Pouvez-vous me dire qui il était ?
    — Un chevrier, répondit le Languedocien.
    En vérité, il n’était pas vraiment sûr que ce saint Sardos
ait réellement existé. Mais les gens du cru en étaient convaincus et ils
l’avaient toujours vénéré.
    — Un jour, il a vu l’agneau de Dieu sur la colline où
se dresse maintenant la ville. Celui-ci était menacé par un loup et Sardos l’a
sauvé. Pour le récompenser, Dieu a fait tomber sur lui une pluie d’or.
    — Comme Notre-Seigneur est juste et bon !
s’extasia le frère avant de se lever. Voulez-vous venir avec moi prier saint
Sardos ?
    Le père Médous réprima un bâillement.
    — J’aimerais, dit-il sans le moindre enthousiasme.
    — Je n’insisterai pas, répondit généreusement le
visiteur. Laisserez-vous votre porte ouverte ?
    — Elle l’est toujours, indiqua le curé qui ressentit un
immense soulagement en voyant son fâcheux invité franchir le seuil de sa porte
et s’éloigner dans la nuit.
    Souriante, la bonne du prêtre se montra à la porte de la
cuisine.
    — Il a une bonne tête, pour un frère prêcheur. Il dort
ici ce soir ?
    — Oui.
    — Alors je ferais mieux de dormir dans la cuisine,
hein ? dit la servante. Tu n’aimerais pas qu’un dominicain te trouve entre
mes cuisses à minuit. Il nous mettrait tous les deux sur le bûcher, avec la
bégharde…
    Elle éclata de rire et vint débarrasser la table.

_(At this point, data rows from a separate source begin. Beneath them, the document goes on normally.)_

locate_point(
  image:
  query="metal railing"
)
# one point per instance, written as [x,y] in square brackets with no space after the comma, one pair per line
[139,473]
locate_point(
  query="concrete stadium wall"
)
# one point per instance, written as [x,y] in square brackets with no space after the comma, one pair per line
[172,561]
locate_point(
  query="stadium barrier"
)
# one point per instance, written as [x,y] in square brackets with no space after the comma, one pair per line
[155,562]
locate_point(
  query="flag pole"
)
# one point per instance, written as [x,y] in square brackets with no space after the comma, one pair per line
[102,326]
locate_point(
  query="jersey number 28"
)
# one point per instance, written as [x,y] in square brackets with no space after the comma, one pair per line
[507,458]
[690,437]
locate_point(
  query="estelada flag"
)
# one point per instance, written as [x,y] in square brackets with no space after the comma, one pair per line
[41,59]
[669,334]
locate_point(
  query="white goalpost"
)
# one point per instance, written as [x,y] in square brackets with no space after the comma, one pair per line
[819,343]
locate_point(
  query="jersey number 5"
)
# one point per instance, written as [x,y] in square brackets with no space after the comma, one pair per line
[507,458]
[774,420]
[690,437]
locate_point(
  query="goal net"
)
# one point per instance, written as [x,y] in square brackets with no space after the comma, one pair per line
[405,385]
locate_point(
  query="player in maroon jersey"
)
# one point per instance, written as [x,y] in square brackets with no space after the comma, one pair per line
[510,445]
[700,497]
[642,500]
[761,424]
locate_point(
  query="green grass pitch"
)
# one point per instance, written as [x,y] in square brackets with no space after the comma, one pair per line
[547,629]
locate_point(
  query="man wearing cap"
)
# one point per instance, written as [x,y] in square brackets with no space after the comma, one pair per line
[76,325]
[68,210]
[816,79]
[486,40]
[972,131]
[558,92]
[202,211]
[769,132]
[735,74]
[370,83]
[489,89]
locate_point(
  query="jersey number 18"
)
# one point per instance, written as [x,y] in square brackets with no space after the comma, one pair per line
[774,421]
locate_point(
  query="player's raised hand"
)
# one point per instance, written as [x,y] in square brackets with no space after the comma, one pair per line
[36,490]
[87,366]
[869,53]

    Dehors, en réalité, frère Thomas ne se rendit pas à
l’église, mais partit dans la direction exactement opposée. Descendant les
quelques mètres séparant la maison du prêtre du bas de la colline, il gagna la
taverne la plus proche, dont il poussa la porte. L’endroit était bondé. À
l’intérieur, le tumulte s’évanouit lentement quand les clients aperçurent le
visage sombre du frère. Dès que le silence fut total, l’ecclésiastique
frissonna comme si le spectacle de la débauche l’horrifiait. Alors il battit en
retraite, regagna la rue et claqua la porte derrière lui. Dans l’auberge, le
silence se maintint quelques secondes, puis les hommes se mirent à s’esclaffer.
    — Le moinillon devait se chercher une gueuse !
railla bruyamment quelqu’un.
    D’autres pensèrent qu’il s’était tout simplement trompé de
porte. Un instant plus tard, tous avaient oublié l’incident.
    Pendant ce temps, le frère remontait cette fois bel et bien
la colline vers l’église Saint-Sardos, distante de quelques pas à peine.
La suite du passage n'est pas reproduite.